We had a “no layoff” policy.
We found
ideas for equipment at trade shows. We needed equipment to apply sauce, cheese
and toppings. All of our equipment needed to be stainless steel. We made
several rotating drum sauce applicators, used a shaker table to apply cheese
and developed a series of gang slicers and pneumatic guns as meat applicators.

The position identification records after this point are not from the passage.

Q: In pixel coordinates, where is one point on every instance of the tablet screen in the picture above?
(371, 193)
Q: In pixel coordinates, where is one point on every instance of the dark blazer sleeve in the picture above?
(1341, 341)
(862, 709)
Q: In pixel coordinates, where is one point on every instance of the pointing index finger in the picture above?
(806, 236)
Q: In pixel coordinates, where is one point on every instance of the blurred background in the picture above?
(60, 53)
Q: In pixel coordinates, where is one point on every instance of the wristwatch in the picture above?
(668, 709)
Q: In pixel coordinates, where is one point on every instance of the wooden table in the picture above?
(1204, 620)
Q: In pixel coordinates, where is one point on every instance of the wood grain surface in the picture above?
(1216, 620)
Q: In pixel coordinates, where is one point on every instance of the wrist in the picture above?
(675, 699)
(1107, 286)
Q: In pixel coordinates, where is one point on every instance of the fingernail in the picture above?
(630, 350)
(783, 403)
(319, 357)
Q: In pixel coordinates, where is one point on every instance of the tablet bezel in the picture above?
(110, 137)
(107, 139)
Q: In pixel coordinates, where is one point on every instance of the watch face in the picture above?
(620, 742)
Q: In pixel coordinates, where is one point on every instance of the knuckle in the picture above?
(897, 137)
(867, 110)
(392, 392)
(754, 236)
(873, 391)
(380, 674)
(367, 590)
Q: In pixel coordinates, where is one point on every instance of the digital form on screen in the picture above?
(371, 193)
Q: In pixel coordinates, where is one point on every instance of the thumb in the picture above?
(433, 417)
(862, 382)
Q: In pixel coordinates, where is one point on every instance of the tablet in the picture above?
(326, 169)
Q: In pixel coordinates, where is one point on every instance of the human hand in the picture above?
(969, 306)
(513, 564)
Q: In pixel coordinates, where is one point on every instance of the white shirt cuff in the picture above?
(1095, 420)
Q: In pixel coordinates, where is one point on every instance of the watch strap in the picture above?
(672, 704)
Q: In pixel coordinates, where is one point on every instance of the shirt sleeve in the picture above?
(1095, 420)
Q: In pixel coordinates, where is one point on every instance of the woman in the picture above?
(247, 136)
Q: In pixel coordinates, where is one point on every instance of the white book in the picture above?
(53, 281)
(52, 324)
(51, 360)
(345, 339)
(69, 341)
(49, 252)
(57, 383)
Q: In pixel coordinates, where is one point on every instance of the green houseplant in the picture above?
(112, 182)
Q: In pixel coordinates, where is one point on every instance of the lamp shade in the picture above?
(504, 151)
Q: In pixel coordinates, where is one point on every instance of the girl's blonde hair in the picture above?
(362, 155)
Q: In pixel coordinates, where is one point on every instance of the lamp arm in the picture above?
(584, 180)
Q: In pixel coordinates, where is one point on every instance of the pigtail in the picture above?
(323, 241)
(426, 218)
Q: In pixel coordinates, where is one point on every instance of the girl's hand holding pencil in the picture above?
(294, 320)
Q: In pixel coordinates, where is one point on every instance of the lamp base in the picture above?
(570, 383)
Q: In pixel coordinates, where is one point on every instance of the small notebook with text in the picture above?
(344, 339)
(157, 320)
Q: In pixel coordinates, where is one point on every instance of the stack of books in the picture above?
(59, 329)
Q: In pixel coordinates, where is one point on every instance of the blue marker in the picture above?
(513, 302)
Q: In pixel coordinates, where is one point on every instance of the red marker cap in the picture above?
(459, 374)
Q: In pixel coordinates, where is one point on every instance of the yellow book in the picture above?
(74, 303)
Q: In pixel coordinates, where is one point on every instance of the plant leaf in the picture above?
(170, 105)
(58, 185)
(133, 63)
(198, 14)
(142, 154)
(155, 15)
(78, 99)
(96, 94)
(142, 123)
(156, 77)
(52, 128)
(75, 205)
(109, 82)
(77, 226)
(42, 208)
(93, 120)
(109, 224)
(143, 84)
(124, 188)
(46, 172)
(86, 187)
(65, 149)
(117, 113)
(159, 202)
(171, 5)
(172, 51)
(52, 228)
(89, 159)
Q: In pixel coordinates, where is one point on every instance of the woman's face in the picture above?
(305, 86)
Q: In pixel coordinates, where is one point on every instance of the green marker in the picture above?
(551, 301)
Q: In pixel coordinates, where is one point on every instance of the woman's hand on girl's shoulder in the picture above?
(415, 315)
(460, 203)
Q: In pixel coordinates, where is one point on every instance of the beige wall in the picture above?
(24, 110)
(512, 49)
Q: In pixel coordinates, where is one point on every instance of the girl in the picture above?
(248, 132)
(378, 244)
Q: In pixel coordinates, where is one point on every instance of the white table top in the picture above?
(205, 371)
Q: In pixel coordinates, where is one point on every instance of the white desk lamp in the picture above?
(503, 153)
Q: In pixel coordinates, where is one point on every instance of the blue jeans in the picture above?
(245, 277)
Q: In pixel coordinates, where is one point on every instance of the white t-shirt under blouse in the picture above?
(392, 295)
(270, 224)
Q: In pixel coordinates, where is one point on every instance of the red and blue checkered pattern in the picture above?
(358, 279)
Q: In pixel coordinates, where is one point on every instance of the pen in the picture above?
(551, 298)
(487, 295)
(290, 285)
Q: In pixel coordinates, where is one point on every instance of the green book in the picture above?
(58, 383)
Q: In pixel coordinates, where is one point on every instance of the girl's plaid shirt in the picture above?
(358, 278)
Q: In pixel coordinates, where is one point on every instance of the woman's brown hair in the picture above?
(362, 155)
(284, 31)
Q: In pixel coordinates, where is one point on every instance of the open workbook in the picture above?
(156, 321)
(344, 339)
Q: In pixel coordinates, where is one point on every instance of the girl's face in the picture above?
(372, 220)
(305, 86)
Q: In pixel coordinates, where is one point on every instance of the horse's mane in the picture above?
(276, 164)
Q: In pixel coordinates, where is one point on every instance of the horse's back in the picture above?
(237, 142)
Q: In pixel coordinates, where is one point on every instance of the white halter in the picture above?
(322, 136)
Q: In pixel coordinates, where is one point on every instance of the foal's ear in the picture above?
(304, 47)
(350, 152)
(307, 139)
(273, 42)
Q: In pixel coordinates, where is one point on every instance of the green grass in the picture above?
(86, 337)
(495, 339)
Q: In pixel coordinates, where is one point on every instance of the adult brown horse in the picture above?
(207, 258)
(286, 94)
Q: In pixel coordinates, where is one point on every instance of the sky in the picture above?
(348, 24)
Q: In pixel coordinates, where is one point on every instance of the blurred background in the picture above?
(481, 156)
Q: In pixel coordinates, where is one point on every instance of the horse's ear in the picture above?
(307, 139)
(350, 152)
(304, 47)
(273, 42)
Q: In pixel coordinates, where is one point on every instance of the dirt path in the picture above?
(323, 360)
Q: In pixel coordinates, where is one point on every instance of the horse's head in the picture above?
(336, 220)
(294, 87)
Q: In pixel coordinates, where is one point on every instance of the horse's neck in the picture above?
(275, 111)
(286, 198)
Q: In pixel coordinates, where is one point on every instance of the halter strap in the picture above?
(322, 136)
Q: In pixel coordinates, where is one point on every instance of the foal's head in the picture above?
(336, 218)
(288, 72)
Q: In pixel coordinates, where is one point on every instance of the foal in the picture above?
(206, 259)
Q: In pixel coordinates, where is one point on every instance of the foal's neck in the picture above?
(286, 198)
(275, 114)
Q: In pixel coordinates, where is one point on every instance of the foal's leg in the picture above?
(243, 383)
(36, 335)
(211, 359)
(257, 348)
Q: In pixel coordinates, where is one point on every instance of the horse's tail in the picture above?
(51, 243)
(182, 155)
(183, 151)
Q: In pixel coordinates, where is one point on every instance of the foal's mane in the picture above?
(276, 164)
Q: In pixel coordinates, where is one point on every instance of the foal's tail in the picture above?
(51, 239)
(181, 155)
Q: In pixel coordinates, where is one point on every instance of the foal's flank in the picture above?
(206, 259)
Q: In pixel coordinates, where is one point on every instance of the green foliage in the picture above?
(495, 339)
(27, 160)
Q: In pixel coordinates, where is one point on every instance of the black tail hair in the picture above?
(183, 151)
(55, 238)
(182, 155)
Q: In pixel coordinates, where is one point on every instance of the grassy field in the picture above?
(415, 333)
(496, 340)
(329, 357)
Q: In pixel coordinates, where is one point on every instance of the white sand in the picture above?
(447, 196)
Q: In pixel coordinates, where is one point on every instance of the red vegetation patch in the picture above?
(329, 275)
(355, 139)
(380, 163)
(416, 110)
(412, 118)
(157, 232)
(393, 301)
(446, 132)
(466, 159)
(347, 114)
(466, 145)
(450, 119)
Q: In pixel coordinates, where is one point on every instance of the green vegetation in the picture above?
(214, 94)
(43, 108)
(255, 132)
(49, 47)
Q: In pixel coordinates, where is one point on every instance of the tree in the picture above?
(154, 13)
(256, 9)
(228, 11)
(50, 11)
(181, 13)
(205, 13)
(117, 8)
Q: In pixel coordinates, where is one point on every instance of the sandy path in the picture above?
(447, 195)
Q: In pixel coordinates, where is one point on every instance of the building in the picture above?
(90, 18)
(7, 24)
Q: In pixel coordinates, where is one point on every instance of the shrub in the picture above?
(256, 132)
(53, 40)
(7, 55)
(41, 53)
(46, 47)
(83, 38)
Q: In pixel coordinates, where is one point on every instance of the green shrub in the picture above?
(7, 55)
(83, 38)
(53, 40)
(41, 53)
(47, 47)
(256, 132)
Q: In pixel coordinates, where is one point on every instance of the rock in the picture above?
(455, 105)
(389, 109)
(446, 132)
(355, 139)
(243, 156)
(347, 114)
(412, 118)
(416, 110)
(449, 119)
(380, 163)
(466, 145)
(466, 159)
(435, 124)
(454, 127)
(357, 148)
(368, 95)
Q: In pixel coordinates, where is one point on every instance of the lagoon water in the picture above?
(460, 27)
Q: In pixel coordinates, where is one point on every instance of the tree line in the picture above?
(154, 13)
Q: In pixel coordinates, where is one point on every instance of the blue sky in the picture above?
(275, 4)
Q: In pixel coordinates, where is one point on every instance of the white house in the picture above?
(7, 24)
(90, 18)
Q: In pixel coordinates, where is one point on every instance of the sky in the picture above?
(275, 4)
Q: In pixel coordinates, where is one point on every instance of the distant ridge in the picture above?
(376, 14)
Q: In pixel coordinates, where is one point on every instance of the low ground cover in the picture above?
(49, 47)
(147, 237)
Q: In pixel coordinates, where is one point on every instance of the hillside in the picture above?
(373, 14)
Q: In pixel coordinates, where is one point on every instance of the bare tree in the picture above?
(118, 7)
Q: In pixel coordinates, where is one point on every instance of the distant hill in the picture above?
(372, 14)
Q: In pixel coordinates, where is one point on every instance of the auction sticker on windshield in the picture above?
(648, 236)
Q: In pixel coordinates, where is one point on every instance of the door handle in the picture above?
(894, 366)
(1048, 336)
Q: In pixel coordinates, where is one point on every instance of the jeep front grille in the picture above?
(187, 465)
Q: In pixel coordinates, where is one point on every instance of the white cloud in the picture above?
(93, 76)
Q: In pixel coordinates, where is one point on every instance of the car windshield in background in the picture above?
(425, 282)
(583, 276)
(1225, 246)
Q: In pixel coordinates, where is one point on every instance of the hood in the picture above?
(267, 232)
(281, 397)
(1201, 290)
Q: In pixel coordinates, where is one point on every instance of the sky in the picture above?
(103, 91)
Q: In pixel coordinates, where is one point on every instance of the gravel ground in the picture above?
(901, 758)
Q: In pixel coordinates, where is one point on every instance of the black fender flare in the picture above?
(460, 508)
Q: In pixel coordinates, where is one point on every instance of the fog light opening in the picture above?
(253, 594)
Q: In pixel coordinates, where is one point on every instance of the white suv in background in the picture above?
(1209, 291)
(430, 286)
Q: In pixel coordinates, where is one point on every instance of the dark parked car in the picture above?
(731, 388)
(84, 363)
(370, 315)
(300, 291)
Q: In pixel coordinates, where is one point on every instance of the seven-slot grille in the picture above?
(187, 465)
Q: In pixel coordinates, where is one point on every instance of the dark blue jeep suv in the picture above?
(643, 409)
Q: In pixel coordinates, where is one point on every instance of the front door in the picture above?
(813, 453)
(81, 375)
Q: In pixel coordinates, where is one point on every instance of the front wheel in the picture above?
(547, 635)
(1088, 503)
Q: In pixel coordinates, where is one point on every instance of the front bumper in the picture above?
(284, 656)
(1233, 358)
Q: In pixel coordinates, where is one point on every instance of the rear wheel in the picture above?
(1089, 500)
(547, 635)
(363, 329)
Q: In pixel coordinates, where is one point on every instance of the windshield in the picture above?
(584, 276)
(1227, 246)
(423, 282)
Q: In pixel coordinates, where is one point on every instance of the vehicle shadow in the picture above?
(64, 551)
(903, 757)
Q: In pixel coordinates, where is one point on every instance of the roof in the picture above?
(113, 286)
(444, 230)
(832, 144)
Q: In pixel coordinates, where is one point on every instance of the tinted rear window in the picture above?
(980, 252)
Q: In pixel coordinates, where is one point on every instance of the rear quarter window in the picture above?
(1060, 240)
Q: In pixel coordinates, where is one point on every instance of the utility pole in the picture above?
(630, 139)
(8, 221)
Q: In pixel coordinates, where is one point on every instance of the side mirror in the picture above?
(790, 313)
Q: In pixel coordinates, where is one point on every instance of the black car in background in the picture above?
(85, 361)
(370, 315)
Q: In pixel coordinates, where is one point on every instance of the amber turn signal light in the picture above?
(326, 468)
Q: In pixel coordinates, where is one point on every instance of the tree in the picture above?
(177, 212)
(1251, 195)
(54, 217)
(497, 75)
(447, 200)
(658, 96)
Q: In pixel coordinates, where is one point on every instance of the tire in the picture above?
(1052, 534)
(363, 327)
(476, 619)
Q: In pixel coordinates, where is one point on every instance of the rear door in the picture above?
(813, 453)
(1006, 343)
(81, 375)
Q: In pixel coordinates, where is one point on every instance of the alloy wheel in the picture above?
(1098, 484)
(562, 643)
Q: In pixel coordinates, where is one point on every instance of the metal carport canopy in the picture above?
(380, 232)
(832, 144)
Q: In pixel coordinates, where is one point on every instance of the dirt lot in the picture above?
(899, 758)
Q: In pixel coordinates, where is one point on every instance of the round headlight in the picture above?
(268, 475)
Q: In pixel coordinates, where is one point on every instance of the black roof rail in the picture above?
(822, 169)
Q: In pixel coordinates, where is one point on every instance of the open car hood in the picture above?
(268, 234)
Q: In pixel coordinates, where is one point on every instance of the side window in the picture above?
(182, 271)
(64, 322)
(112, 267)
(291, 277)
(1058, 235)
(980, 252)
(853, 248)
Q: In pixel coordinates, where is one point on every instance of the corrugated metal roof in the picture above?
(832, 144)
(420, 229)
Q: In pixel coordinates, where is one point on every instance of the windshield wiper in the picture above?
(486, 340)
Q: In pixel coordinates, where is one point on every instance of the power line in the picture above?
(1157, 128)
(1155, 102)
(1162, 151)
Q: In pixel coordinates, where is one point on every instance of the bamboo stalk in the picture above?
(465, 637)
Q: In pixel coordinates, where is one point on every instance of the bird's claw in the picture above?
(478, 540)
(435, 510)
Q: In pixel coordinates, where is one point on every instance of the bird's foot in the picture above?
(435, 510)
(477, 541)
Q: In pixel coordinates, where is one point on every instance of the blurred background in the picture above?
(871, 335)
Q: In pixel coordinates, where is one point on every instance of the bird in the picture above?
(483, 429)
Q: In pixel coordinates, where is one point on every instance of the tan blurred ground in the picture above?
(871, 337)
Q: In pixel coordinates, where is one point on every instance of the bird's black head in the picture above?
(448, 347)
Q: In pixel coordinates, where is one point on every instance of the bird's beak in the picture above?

We used hydraulics, pneumatics and electronic controls. Employees were fully
involved in the comedy as we tested our prototypes.
Our
production line employees shifted to the end of the line to clean up the pizzas
appearance until the equipment was calibrated. Maintenance Techs helped train
employees on the equipment. These
production employees bid on Machine Operator jobs and other jobs as the
equipment was perfected. I wrote the Charter for the Equipment Engineering
Group and recruited the Manager to manage the group. We also added a spice
plant to the complex.
While
this was going on, I automated administration. I added a computer in Salina to
interface with the main computer in Marshall MN and hired the manager. I
replaced the timecards with a magnetic strip card to automate payroll. I used
these cards to replace keys. I had a PC built to monitor the ammonia
refrigeration system and the doors and added cameras. I had one security guard
inside at the PC and another outside in a police car. We started to sell scrap
crust, meat and cheese to farmers for feed. We sold tomato paste barrels to
another company.
We added
the Red Baron and many other pizzas to the mix and went from 24 labels to 124
labels in the first year. When we started this project in 1975, sales were $150
million a year. By 1979, sales were $650 million. But our manufacturing
headcount remained at 1600.
That
added volume enabled us to increase wages to reflect the increase in
productivity. These wage increases also reflected the added skills employees
were learning as they became experts on our equipment. The added volume also
enabled us to fund capital improvements to drive further productivity
increases.
Wage
increases that are given without proportionate increases in productivity are
inflationary. It just adds cost without paying for itself. This adds future
disruption as plants eventually close.
The
Schwan pizza plant is still operating in Salina Kansas. There are massive
stainless steel holding tanks that receive bulk wheat flour and tomato paste. I
visited the plant a few years ago and spoke with some of the employees. They
were quite happy and very impressive.